In Curve, visibility is being seen and heard: journalists, musicians and athletes told their stories alongside the everyday Curve reader. These women and people were co-creating a record of a moment in time, and our work — now — is to reflect the longevity of that vision.

Curve: Now and then

The work of the Curve Foundation is embedded in its mission: we share culture and stories, connect with each other and raise the visibility of lesbians and queer people. We’ve built our programming around these three pillars: culture, connection and visibility – and each of our first three years has been dedicated to an individual pillar of focus.

In our first year, we focused on connection: traveling to queer events, making ourselves known to our peers in the work, and leaning on our archive to connect the dots (and intersections) between the many members of our community. It felt ambitious to try to align lesbians, non-binary people, bisexual women, and trans people around a common goal, but certainly worth a try. We celebrated heritage months and published new voices at, because (as a Black woman) it mattered to me that those who embody my queerness saw themselves here, too.

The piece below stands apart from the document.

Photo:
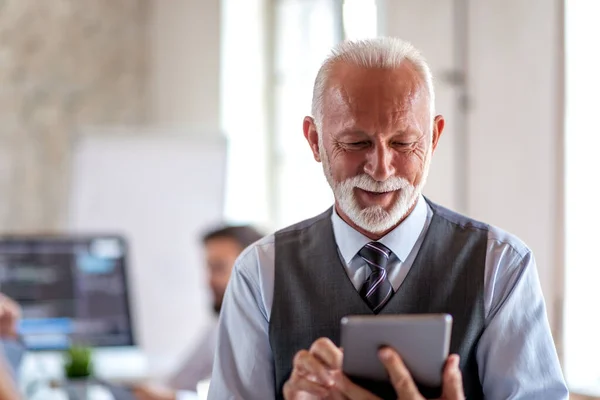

But questions came up, time and time again, about where People of Color might locate themselves in Curve’s history. Folks couldn’t connect with our work because they couldn’t see themselves in it — we learned that words were not enough. Visibility, and action, needed to be considered.

So, in our second year, we worked to share culture and stories. Difficult conversations needed to be had. We asked ourselves: ‘Where would the community go if we let ourselves talk, unencumbered by a need to explain our intersections or hide our scars?’ Perhaps we could do the work of connection by sharing culture and stories, visibly, for our community and those seeking to join it. Even within our intersections, we needed to be seen for ourselves.

We launched Beyond the Rainbow to celebrate Lesbian Visibility Week 2022. On Zoom, we started a conversation in a new public square, intended to go beyond the ‘rainbow Pride’ consciousness that tends to lump us all together: yes, we can organize ourselves around the labels of “woman” or “latinx,” but what are the rougher edges that we skim past to do so? We spent 2022 in a conversation that went to the marrow of culture, and story, and we learned that our folks have a tolerance (and deep desire) to talk about hard things.

At the start of our third year, I’m reflecting on the final piece of our mission, visibility, and what we’ve learned about being seen along the way.

When folks reduce Curve to its cover stars, they see a one-dimensional vision of white, thin, cis-presenting lesbianism. If we remove Curve from its context, we forget what the publication means in the history of lesbian self-identity and the visible, messy steps that progress often takes. Our history has taught us that connection requires visibility, but that without culture, nuance, and story we cannot really see each other.

This is why we’ve decided to launch Curve as a digital quarterly that recreates our public square for today’s context. Our hope is that it can be another place to explore visibility, culture and story, and we’ve asked Curve’s last editor-in-chief Merryn Johns to take the helm and guide us. It’s digital, slower than the news, and focused on the joyful ties and edges between us.

A co-created vision

When we center connection, share culture and stories, and allow ourselves to be visible in our humanity, we see a vision of a future that is as ordinary as it is extraordinary. Long before social media, Curve was a testament to how incredible visible ordinariness could be. To see ourselves, fully, and find our community, is the first step towards organizing ourselves around joy.

As a foundation, we’re dreaming and organizing around a future beyond visibility: one where we can embody our most human selves, both ordinary and exceptional, and one where we can always find each other.